Graham then went on to discuss the revised plans they had for the park and showed a range of slides to illustrate the programme. He said the GPRP had now begun again.

  1. They plan to preserve, renovate and manage the avenues of trees which have been decimated by diseases, pests and squirrel damage. The horse chestnuts are riddled with bleeding canker and the sweet chestnuts by ink stain disease.
  2. The area around the grand ascent giant steps and parterre banks is to be renovated. Recreating a series of grass steps on the hill leading to the Royal Observatory following the original 17th century design.
  3. The viewing space in front of the area around the statue of General Wolfe is to be increased and opened up. A café will open in the space behind.
  4. The Old Wilderness and deer park community facilities will be enhanced including a new classroom.
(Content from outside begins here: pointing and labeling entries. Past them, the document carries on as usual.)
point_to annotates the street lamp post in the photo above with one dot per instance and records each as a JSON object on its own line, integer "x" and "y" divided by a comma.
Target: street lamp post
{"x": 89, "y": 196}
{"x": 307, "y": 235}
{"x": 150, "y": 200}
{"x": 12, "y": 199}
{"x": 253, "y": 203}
The deer herd is to be sent on holiday to Richmond Park for 2 years.
  5. Vanbrugh Yard: The area in the SE corner of the park is to be reorganised.  There will be a cafe aimed at taking pressure off the Pavilion Café. The boundaries of nursery yard, will be shifted and opened up to the public.  It will feature a new glass house, kitchen garden, wildlife orchard, volunteer room and public toilet facilities.
  6. The seating in One Tree Hill will be improved.
  7. Car parking at the pedestrian entrance at Blackheath Gate will be removed and the pedestrian entrance will be improved.
  8. The Victorian bandstand is to be improved and a power supply for community events installed.
  9. The wildlife habitat is to be increased and mowing will use a meadow cut rather than an amenities regime.
  10. The Victorian drinking fountains to be reinstated.
  11. Two self-seeded mature trees are to be removed from Flamstead House to improve the view.

Finally, he discussed the park’s engagement with the wider community, including training schemes that were being introduced  such as three year apprentices  and  cultural events such  as the Tramshed and dance. Graham then answered members questions, and was thanked for such an interesting talk.

Angela


Graham Dear is Manager for Greenwich Park. His management has overseen Greenwich Park Revealed, ‘an exciting multi million pound project to conserve and to enhance Greenwich Park’s historic and natural heritage, putting the community at its very heart’.

Afternoon tea at the Garrison Church, Woolwich

Members who came to this event on 5 June 2021 were treated to an interesting talk from Tim Barnes about the history of the Church, and the plans for the future, including a Commonwealth Garden designed by Chelsea gold medal winner Juliet Sargeant. We also saw the crypt and the beautiful mosaics. The award-winning gates feature three flowers of remembrance, the poppy, the forget-me-not (Germany) and the cornflower (France).